Todd Hornsby had a one-pitch save against UT-Martin in March 2011. Travis Stout had a two-pitch save against UAB earlier this season. Tanner Freshour had a three-pitch win in a five-inning victory over Samford in 2011. Josh Forrest had a three-pitch win over UL-Monroe in 2006.

Actually, Ponder was part of a big percentage play by Case in the eighth that worked perfectly for the Gamecocks (13-14, 7-3 OVC). The coach lifted left-handed starter Casey Antley, who once again was sharp and quick, to have right-hander Michael Mason face right-handed-hitting Tyler Schweigert. Mason got a four-pitch fly out to center and his day was done.

Case then brought in Ponder to face left-handed-hitting Caleb Howell, who Case believed the most effective hitter in the Panthers’ lineup and had an RBI triple earlier in the game.

Ponder threw a fastball that Howell lifted into left field to end the inning.

“They had been aggressive all day, swinging at first pitches, so it didn’t surprise me that they swung at the first one,” Gamecocks shortstop Andrew Bishop said. “He got the win for that? I didn’t know that.”

Even though the Gamecocks have several lefties in their stable, there was no doubt it was always going to be Ponder in that situation.

Case said “there’s more” to playing the percentages than just a straight righty-for-lefty switch.

“Cody Ponder is extremely, extremely tough against left-handed hitters, there’s no question,” Case said. “If all he faced was left-handed hitters, he’d win every game. They just don’t hit him.

“There are other left-handers who are different than him who are really tough on right-handers. Some soft lefties are really tough on right-handers and can’t get lefties out at all because their ball runs back to them. You look at all of that.”

EIU coach Jim Schmitz played the similar righty-on-righty percentage in the bottom of the inning without the same success.

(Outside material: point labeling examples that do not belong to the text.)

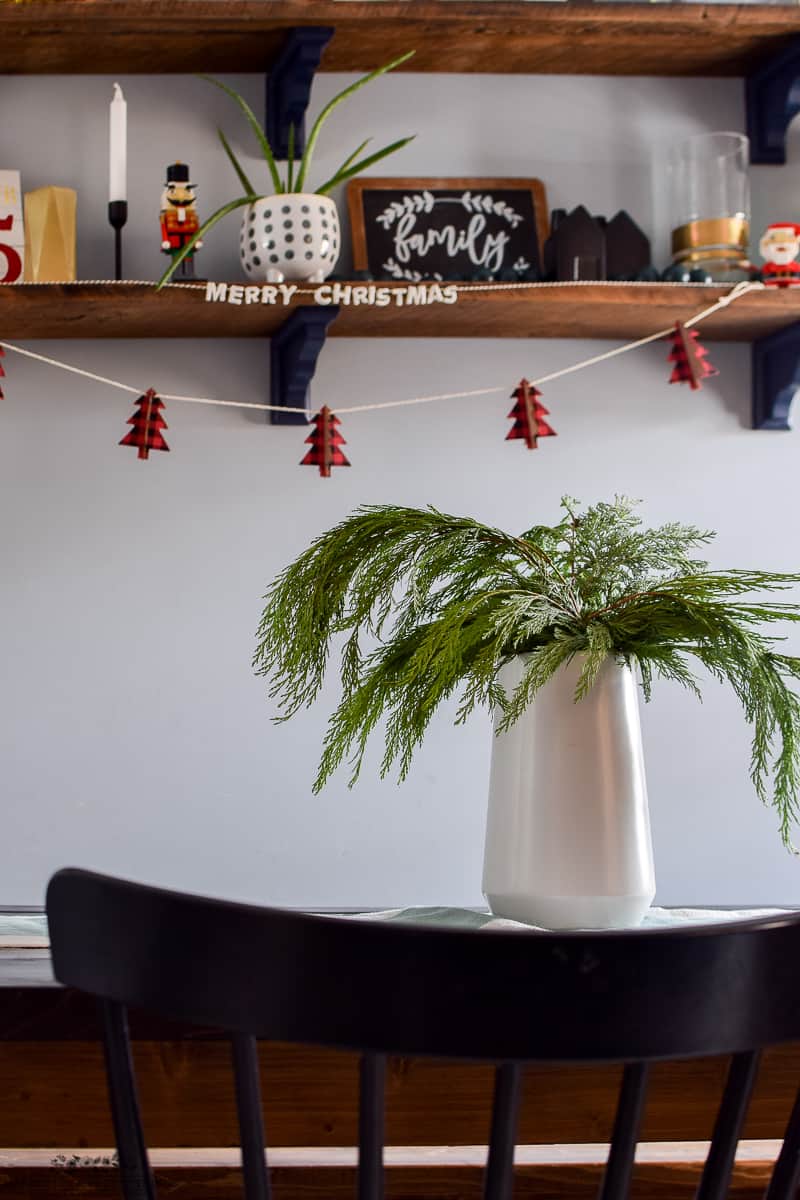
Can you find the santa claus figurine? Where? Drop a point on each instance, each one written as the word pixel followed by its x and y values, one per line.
pixel 179 220
pixel 780 247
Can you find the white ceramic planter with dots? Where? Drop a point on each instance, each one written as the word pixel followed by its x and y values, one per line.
pixel 292 237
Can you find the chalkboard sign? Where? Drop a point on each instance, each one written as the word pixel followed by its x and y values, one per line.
pixel 443 228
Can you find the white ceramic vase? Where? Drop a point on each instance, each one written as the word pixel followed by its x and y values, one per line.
pixel 567 839
pixel 290 237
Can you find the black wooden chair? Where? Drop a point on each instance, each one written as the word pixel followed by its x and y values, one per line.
pixel 505 997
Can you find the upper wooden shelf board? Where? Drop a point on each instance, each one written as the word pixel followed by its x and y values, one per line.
pixel 609 311
pixel 506 36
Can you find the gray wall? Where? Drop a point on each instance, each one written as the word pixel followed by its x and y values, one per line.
pixel 133 737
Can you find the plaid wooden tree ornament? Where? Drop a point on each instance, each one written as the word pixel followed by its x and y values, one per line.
pixel 325 441
pixel 148 423
pixel 528 417
pixel 690 358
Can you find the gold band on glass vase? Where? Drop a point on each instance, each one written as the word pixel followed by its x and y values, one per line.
pixel 719 238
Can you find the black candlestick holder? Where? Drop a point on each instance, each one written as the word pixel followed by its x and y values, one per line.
pixel 118 214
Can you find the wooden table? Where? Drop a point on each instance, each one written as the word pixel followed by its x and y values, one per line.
pixel 54 1104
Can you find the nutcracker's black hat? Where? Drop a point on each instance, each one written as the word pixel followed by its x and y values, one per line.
pixel 179 173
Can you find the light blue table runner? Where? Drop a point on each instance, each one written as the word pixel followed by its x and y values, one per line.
pixel 29 930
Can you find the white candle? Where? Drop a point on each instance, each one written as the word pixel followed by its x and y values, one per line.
pixel 118 147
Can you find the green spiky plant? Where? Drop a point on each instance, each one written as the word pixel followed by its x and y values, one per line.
pixel 296 173
pixel 449 600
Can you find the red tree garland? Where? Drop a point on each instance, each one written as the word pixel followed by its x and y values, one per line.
pixel 325 441
pixel 148 423
pixel 690 358
pixel 528 417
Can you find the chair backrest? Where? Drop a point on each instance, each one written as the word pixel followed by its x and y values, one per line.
pixel 505 997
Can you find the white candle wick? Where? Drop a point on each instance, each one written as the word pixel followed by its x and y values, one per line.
pixel 118 147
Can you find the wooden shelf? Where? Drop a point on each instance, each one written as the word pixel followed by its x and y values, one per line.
pixel 507 36
pixel 611 311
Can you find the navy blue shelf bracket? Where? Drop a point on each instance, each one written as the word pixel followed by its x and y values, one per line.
pixel 773 99
pixel 294 351
pixel 776 378
pixel 288 87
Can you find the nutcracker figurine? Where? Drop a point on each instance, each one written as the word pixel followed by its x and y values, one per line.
pixel 179 220
pixel 780 246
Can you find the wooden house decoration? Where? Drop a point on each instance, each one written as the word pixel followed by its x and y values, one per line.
pixel 585 247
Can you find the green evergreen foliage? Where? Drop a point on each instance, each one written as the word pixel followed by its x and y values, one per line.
pixel 296 171
pixel 444 601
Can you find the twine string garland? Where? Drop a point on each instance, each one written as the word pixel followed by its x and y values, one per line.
pixel 735 293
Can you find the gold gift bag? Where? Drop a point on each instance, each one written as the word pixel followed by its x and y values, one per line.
pixel 50 235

Schmitz bought in right-hander Scott Houdek to face the parade of righties at the bottom of JSU’s lineup, but couldn’t get him out of the game while the Gamecocks were loading the bases. Bishop brought the run home with a sacrifice fly.

The Panthers (6-16, 0-6 OVC) had a lefty preparing to warm in the bullpen, but the Gamecocks ran up five straight right-handed hitters and never sent a lefty into the box before the inning ended.

Bishop broke out of a mini slump with two extra base hits and two RBIs. He had an RBI triple in second to drive home to give the Gamecocks a 1-0 lead and scored the tying run in the seventh after a leadoff double. He had been 1-for-22 in his previous six games.

“That was the best part because I had been struggling,” the junior shortstop said. “I hit some balls hard at people. You try to keep good confidence but it’s hard to when you feel all right in there and you hit balls hard and they don’t fall for you.

“You’ve just got to keep swinging and keep working in the cages, and today luckily was the day that it fell.”

With the lead, Case turned the ninth over to Stout and the right-handed closer got the Panthers in order – on seven pitches – for his seventh save of the year.